The Global Times noted the decision to deploy a strike force to the Western Pacific over the weekend and cautioned Pyongyang against doing anything that might further inflame the situation. “New nuclear tests will meet with unprecedented reactions from the international community, even to a turning point.”

The warnings came after the US secretary of state, Rex Tillerson, claimed that the situation in North Korea had “reached a certain level of threat that action has to be taken”.

Asked if the attack on Syria could be seen as a message to Pyongyang, Tillerson told ABC: “The message that any nation can take is: ‘If you violate international norms, if you violate international agreements, if you fail to live up to commitments, if you become a threat to others, at some point a response is likely to be undertaken.”

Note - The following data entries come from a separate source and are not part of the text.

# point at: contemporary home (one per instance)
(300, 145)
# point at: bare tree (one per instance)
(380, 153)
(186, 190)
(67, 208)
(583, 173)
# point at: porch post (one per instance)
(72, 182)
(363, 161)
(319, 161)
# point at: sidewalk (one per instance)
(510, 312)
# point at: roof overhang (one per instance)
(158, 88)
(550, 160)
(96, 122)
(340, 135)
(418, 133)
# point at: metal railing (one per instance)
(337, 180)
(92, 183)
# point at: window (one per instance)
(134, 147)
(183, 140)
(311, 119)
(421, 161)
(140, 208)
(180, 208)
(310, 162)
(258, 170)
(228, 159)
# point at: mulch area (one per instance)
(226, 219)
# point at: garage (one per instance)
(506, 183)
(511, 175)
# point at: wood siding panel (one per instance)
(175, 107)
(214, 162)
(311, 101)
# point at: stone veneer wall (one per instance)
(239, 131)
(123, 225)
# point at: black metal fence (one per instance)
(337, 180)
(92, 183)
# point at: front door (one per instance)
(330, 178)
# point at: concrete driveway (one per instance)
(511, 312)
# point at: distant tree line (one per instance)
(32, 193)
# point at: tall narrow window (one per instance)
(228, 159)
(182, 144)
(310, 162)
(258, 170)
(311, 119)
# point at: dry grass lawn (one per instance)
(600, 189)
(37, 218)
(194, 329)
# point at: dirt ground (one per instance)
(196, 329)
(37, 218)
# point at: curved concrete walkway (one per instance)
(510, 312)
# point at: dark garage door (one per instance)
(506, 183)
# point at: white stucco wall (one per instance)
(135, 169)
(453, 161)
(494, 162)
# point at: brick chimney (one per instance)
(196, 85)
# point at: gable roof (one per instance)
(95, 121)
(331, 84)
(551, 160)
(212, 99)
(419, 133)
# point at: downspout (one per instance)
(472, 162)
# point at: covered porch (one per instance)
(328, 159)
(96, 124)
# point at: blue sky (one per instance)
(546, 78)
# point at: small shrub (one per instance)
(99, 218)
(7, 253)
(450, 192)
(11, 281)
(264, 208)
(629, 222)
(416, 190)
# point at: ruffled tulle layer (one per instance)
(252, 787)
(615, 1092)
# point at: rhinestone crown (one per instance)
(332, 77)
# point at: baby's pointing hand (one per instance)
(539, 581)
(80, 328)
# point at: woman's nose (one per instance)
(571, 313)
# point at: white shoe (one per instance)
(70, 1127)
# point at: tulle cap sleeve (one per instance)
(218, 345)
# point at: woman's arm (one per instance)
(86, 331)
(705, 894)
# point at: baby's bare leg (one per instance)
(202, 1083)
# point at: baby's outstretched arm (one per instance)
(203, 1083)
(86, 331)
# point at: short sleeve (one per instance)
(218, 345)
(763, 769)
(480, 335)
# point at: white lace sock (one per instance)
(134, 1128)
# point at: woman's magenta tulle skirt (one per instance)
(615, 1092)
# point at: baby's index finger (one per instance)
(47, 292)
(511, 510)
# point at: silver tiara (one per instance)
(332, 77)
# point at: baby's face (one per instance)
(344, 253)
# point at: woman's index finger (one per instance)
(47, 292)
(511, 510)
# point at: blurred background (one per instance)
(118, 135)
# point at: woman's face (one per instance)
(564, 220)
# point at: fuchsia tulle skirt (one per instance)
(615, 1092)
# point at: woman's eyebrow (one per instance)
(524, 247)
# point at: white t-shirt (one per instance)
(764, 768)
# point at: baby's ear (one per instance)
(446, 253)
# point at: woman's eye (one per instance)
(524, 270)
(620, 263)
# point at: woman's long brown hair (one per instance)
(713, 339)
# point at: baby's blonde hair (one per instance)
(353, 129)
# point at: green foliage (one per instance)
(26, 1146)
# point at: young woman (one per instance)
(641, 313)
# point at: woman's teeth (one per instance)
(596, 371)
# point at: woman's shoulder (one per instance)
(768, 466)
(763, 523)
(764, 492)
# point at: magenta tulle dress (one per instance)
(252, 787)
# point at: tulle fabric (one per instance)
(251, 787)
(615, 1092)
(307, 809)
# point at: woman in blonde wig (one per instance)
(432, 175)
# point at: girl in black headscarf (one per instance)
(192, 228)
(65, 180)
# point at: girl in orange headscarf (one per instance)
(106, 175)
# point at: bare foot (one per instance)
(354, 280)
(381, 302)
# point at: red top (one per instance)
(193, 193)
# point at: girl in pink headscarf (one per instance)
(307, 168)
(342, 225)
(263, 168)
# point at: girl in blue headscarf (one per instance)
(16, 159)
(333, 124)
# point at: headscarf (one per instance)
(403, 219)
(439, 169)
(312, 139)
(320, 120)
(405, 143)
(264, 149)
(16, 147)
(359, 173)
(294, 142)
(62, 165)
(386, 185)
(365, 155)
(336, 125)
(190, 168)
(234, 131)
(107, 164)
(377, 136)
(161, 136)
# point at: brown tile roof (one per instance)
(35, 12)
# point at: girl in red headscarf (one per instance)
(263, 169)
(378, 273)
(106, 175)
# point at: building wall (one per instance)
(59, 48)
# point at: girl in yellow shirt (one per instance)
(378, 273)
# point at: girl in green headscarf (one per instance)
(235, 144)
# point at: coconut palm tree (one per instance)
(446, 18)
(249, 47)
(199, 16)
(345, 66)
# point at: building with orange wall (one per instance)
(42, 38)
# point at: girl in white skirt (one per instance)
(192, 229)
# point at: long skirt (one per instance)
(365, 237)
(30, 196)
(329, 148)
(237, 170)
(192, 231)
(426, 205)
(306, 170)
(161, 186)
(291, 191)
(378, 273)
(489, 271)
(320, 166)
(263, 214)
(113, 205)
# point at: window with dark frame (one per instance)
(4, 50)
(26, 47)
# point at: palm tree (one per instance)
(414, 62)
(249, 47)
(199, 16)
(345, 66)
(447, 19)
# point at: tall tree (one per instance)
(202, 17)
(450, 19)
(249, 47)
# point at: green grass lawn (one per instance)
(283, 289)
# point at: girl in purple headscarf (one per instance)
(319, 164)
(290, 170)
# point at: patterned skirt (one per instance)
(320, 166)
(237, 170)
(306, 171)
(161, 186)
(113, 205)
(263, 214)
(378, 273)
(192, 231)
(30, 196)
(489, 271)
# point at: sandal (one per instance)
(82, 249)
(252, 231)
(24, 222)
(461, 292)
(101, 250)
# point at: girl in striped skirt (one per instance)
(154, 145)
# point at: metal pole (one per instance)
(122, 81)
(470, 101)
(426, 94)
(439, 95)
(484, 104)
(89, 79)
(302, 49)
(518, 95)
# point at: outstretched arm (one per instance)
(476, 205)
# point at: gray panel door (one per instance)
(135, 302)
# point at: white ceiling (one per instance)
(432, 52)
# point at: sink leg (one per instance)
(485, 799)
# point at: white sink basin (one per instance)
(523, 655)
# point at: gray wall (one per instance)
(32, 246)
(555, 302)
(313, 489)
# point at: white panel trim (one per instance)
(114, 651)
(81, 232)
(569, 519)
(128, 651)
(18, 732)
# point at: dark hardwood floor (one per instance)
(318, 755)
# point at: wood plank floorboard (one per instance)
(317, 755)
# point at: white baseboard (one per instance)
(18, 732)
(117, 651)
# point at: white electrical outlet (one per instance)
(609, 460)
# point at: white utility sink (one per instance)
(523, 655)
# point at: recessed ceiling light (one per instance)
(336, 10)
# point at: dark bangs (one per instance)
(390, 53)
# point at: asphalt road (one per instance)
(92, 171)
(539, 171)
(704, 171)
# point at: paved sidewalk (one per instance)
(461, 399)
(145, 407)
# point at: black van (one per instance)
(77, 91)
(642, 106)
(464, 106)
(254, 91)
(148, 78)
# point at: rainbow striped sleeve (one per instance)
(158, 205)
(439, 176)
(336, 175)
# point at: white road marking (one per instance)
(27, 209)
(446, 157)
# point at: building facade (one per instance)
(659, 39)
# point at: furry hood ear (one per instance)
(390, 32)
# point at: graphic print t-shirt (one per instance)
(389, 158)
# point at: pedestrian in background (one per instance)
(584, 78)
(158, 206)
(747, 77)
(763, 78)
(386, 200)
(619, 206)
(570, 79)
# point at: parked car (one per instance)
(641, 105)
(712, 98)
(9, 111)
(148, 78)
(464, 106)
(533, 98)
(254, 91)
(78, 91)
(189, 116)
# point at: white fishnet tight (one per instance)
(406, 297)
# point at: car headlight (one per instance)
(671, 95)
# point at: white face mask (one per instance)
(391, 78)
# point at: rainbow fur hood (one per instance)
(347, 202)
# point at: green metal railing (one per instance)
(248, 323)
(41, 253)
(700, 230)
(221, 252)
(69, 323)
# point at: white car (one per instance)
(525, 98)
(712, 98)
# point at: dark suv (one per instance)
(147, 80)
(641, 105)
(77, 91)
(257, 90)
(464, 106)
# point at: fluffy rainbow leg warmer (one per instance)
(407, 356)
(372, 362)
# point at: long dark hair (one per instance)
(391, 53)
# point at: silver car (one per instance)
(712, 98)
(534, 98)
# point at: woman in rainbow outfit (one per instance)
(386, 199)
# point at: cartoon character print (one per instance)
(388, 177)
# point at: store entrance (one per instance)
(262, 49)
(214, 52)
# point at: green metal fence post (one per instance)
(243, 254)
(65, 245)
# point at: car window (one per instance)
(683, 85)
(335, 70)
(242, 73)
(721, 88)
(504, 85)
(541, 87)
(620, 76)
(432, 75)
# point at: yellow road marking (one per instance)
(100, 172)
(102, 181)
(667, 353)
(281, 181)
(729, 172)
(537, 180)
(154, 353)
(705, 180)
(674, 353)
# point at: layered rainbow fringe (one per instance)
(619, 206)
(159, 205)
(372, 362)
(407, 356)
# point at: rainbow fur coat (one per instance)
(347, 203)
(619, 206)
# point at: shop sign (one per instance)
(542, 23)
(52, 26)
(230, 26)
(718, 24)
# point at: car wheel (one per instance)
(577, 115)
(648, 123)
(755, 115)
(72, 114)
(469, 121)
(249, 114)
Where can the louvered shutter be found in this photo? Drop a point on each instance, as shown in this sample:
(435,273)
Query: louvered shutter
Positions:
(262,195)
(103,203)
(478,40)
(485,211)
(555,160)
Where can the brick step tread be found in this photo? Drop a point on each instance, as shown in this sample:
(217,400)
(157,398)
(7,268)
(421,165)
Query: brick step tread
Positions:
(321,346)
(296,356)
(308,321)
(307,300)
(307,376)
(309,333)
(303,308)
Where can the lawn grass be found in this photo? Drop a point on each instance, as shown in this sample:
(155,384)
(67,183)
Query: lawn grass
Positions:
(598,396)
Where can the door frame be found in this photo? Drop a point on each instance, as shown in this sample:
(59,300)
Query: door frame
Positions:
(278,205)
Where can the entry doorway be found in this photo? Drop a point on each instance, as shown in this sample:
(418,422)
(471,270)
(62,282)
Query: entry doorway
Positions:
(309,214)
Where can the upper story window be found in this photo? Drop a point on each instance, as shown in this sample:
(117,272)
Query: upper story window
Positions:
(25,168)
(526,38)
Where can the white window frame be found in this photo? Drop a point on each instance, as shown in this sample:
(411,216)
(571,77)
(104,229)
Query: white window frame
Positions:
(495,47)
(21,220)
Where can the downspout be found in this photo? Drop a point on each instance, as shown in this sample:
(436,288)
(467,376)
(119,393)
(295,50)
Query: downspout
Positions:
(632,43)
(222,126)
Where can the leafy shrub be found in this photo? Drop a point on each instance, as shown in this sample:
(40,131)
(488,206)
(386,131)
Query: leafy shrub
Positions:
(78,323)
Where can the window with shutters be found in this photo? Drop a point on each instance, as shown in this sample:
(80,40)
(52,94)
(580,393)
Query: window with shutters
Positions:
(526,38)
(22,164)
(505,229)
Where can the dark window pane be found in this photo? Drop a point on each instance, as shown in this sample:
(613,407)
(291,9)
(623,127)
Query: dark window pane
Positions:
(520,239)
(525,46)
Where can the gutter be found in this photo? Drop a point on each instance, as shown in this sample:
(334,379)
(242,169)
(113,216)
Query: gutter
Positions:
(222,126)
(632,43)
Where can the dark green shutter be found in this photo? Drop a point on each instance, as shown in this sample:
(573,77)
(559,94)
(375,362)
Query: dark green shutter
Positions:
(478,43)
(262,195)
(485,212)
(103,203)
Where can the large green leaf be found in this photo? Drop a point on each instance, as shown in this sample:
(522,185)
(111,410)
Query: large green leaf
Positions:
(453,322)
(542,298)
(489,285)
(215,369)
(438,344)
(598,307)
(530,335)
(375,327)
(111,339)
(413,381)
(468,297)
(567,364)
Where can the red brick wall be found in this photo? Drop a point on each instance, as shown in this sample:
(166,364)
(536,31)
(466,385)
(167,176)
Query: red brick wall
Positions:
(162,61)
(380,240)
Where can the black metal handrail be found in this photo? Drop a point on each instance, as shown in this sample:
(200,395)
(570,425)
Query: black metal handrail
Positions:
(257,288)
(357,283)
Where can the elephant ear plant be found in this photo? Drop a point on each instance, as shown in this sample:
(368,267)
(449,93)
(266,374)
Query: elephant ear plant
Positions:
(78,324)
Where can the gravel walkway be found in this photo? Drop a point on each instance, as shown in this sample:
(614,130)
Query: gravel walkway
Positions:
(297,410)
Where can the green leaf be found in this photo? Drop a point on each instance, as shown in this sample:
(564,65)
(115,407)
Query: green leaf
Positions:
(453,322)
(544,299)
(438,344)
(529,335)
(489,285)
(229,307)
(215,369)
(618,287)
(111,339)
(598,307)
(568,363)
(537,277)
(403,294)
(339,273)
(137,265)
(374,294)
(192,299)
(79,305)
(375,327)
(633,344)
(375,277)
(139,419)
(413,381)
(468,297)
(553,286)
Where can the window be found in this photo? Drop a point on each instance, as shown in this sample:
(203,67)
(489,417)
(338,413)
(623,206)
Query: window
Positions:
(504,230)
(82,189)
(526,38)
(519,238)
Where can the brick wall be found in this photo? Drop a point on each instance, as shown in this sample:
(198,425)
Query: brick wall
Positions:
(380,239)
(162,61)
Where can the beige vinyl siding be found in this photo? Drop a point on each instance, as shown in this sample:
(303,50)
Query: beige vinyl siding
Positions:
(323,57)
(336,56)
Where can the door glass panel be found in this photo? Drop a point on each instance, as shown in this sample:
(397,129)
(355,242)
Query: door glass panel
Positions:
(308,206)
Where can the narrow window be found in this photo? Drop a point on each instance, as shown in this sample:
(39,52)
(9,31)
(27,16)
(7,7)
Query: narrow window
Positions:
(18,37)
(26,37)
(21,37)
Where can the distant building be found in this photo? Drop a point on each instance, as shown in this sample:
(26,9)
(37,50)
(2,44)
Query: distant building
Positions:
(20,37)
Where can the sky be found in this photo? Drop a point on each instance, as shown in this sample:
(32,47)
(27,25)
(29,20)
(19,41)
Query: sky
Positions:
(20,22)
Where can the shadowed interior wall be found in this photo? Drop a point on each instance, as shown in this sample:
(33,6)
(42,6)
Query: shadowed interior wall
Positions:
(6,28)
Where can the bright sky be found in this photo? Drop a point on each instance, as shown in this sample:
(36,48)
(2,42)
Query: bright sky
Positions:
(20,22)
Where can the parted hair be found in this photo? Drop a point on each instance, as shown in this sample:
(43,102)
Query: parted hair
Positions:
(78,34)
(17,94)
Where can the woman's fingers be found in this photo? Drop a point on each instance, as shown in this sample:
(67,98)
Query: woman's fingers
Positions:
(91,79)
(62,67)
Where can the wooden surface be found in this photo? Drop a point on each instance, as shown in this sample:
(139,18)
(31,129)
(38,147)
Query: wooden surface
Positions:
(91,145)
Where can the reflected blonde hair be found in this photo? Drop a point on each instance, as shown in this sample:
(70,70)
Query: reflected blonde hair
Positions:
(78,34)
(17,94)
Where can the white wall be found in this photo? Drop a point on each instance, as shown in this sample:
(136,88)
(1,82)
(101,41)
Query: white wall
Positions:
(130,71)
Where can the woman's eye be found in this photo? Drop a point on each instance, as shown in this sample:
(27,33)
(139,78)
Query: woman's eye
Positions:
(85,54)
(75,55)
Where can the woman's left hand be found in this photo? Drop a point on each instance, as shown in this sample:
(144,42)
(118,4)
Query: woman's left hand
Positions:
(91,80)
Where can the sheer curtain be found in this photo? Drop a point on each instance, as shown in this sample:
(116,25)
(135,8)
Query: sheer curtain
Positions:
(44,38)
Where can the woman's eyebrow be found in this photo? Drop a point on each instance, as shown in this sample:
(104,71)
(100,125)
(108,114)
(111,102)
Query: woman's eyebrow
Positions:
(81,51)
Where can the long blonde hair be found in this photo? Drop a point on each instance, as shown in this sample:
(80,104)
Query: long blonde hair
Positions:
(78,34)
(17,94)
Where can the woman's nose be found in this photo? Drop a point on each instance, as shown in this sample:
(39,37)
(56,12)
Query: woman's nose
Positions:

On Sunday, Trump’s national security adviser, HR McMaster, told Fox News the US president had asked for a range of options to “remove” the threat posed to the American people and their allies by Kim Jong-un.

Accoridng to NBC, those options include sending nuclear weapons to South Korea and killing Kim Jong-un and other senior members of North Korea’s government and military.

The escalating tensions on the Korean peninsula and the conflict in Syria look set to dominate a two-day meeting of G7 foreign ministers in Tuscany which starts on Monday.

Foreign ministers from Britain, Canada, France, Germany, Italy, and Japan are expected to use the meeting to press Tillerson for answers about the White House’s intentions towards Syria’s leader Bashar al-Assad.

Washington has sent conflicting messages on the subject since last week with the US ambassador to the UN, Nikki Haley, describing regime change as a priority but Tillerson claiming the fight against Islamic State was the US’ key goal.

“[They are] navigating aimlessly in the dark,” a senior European diplomat told Reuters.

Cheng Xiaohe, a North Korea expert from Beijing’s Renmin University, said by attacking Syria Trump had killed four birds with one stone. He had projected strength; dealt a blow to Assad; and piled pressure on China which he has accused of not doing enough to rein in Pyongyang.

The US president had also sent an unmistakable signal to Kim Jong-un. “By launching the strike on Syria, Trump has sent a clear message: that the US is certainly willing to use force, and that North Korea should think carefully before taking any action. The chance of Trump using force in North Korea has gone up,” Cheng said.

The “hidden motive” of Trump’s air strikes on Syria was a warning to North Korea, the Chinese academic claimed. “China is worried about the current situation.”